Kann man mir nicht erzählen, dass eine ganze Stadt einen einzigen Blumenladen "deswegen" den Bach runtergehen ließ. Da müsste man erst einmal die wahren Gründe für die Schließung kennen.

In meiner Umgebung existieren alle Blumenläden der letzten dreißig Jahre noch immer, und am Offenbacher Friedhof gibt es seit meiner Kindheit zwei konkurrierende Blumenhändler (Familienunternehmen) nebeneinander, quasi Grundstück an Grundstück, ausgestattet mit reichlich Personal. Der größere der beiden verfügt außerdem über Zweigstellen in der Innenstadt und in einem Nachbarort. Sogar in der Kleinstadt, in der ich lebe, gibt es reichlich Blumenläden und sogar ein riesiges Garten-Center.

Nee, Silbermöwe, ein Einzelfall überzeugt mich nicht.

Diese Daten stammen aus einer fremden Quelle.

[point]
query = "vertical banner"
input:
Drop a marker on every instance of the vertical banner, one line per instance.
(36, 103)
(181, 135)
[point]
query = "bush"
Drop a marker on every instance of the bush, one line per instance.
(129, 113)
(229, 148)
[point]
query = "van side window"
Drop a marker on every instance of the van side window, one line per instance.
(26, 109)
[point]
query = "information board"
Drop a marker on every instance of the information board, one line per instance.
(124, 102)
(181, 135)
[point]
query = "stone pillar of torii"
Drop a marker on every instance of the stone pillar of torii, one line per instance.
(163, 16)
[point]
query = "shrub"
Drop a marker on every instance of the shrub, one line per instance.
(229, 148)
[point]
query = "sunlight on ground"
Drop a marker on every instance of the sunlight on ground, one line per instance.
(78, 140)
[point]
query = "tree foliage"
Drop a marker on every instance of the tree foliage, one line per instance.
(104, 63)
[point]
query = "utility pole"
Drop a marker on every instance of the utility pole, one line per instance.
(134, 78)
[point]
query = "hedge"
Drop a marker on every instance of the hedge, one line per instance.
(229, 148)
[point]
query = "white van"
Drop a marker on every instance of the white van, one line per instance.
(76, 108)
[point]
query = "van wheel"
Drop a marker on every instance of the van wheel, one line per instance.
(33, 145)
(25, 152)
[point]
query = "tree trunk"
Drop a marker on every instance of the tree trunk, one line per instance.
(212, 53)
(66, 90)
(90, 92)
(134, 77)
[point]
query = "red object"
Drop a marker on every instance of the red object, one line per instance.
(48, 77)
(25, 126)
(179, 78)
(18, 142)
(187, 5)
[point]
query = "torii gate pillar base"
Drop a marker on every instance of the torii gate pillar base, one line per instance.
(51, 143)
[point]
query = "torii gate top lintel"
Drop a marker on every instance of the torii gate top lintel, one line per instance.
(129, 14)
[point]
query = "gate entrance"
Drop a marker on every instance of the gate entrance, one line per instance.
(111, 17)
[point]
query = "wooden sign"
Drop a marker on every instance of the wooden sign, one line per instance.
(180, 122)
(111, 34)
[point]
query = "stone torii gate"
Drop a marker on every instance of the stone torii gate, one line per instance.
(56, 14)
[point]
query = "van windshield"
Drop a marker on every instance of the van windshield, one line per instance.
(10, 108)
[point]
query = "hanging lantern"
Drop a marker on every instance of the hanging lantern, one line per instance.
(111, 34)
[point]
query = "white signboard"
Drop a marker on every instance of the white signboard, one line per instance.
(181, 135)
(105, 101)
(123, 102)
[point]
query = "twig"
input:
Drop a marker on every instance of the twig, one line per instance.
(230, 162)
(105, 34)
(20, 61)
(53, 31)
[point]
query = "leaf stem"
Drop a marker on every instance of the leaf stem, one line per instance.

Und er ändert auch nichts an der Tatsache, dass dieser Kult um die Mutter eine reine Ideologie ist, die nicht über das Leid vieler Kinder hinwegtäuschen kann, das sie durch die eigenen Eltern erfahren in einem Land, in dem die Justiz gegen derartige Übergriffe so gut wie machtlos ist.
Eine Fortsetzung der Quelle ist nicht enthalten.